2

I have a python program launching a batch job. The job outputs a json file, I'd like to know what is the easiest way to get this result back to the python program that launched it.

So far I thought of these solutions:

  • Upload the json file to S3 (pretty heavy)

  • Display it in the pod logs then read the logs from the python program (pretty hacky/dirty)

  • Mount a PVC, launch a second pod with the same PVC, and create a shared disk between this pod and the job (pretty overkill)

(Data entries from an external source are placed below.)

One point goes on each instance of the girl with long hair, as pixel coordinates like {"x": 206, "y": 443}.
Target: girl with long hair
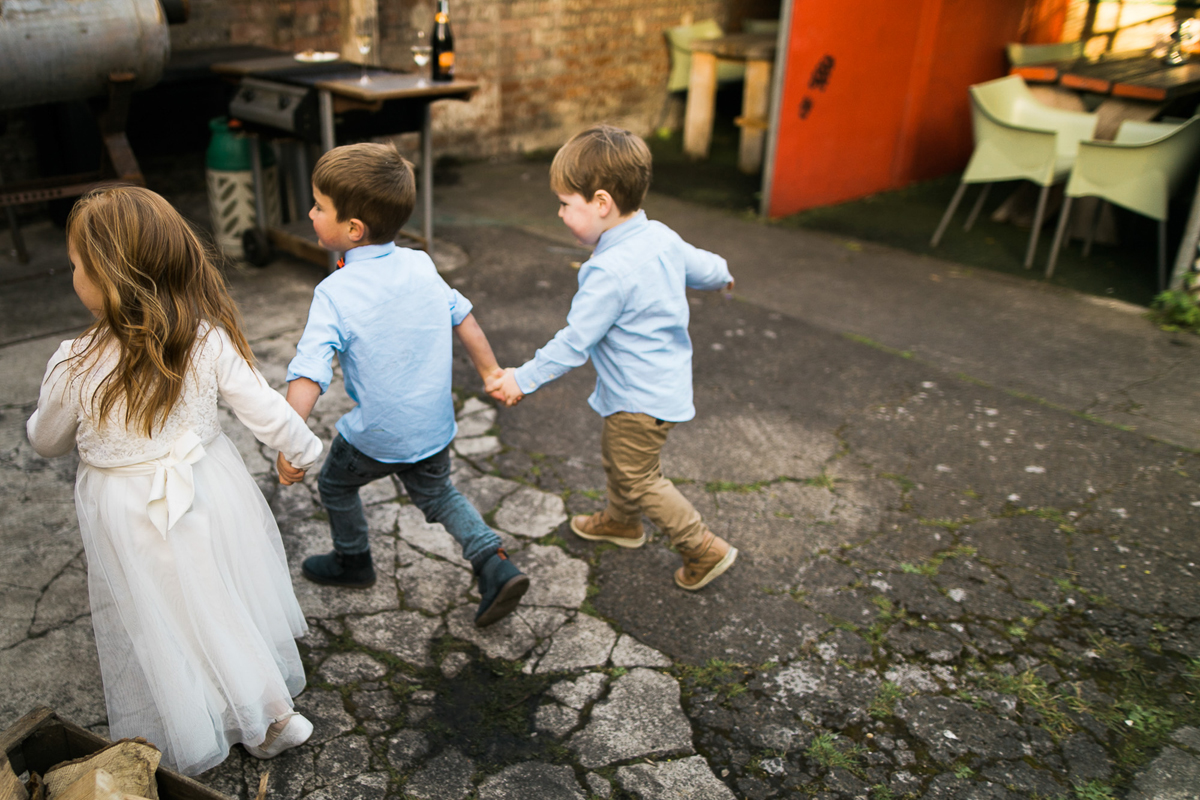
{"x": 191, "y": 599}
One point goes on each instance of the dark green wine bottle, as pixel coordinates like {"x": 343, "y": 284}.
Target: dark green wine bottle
{"x": 443, "y": 43}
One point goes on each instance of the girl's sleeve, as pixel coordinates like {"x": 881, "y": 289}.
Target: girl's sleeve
{"x": 262, "y": 409}
{"x": 52, "y": 429}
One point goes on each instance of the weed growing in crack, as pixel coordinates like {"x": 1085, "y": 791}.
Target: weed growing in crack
{"x": 822, "y": 481}
{"x": 930, "y": 565}
{"x": 825, "y": 751}
{"x": 725, "y": 678}
{"x": 1033, "y": 692}
{"x": 952, "y": 525}
{"x": 885, "y": 703}
{"x": 1095, "y": 791}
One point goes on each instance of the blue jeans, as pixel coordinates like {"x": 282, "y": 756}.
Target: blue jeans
{"x": 429, "y": 486}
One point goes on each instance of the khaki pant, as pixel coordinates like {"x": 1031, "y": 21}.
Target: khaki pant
{"x": 629, "y": 449}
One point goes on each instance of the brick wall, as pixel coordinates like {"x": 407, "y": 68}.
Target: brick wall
{"x": 287, "y": 24}
{"x": 551, "y": 67}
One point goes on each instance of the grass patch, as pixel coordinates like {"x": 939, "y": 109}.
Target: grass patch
{"x": 885, "y": 703}
{"x": 725, "y": 678}
{"x": 1176, "y": 311}
{"x": 930, "y": 565}
{"x": 825, "y": 750}
{"x": 905, "y": 483}
{"x": 822, "y": 481}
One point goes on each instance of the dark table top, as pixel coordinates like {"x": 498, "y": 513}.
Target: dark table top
{"x": 1122, "y": 74}
{"x": 342, "y": 78}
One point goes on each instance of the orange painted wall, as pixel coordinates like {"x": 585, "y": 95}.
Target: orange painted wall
{"x": 894, "y": 106}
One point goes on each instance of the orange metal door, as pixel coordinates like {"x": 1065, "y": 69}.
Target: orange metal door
{"x": 875, "y": 94}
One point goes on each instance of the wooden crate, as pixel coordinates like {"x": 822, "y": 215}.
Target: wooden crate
{"x": 40, "y": 740}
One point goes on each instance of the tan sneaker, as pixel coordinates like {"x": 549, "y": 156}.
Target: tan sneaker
{"x": 707, "y": 561}
{"x": 601, "y": 528}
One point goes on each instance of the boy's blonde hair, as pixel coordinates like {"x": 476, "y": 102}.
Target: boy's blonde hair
{"x": 604, "y": 157}
{"x": 371, "y": 182}
{"x": 157, "y": 283}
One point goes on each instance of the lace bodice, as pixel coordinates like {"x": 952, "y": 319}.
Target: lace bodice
{"x": 113, "y": 444}
{"x": 65, "y": 415}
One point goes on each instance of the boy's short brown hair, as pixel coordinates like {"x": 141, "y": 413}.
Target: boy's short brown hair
{"x": 604, "y": 157}
{"x": 371, "y": 182}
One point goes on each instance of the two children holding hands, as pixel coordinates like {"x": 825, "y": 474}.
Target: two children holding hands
{"x": 192, "y": 606}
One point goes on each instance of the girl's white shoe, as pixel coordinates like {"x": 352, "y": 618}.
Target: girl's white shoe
{"x": 293, "y": 733}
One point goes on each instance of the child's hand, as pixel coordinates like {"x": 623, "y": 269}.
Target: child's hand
{"x": 493, "y": 383}
{"x": 288, "y": 474}
{"x": 510, "y": 392}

The json file is pretty lightweight. Isn't there a solution to do something like adding some metadata to the pod when the job completes? The python program can then just poll those metadata.

E-Kami
  • 2,529
  • 5
  • 30
  • 50
  • Allow outbound traffic to the batch job and save the JSON to a NoSQL database like DynamoDB or MongoDB? – Tom McLean Nov 04 '22 at 08:07
  • That's also pretty heavy imo, I would like my initial python program to do that job instead of the job – E-Kami Nov 04 '22 at 16:35

1 Answers1

1

An easy way not involving any other databases/pods is to run the first pod as an init container, mount a volume that is shared in both containers and use the JSON file in the next python program. (Also, this approach does not need a persistent volume, just a shared one), see this example:

https://kubernetes.io/docs/tasks/access-application-cluster/communicate-containers-same-pod-shared-volume/

Also, depending on the complexity of these jobs, would recommend taking a look at Argo workflows or any dag-related job schedulers.

paltaa
  • 2,985
  • 13
  • 28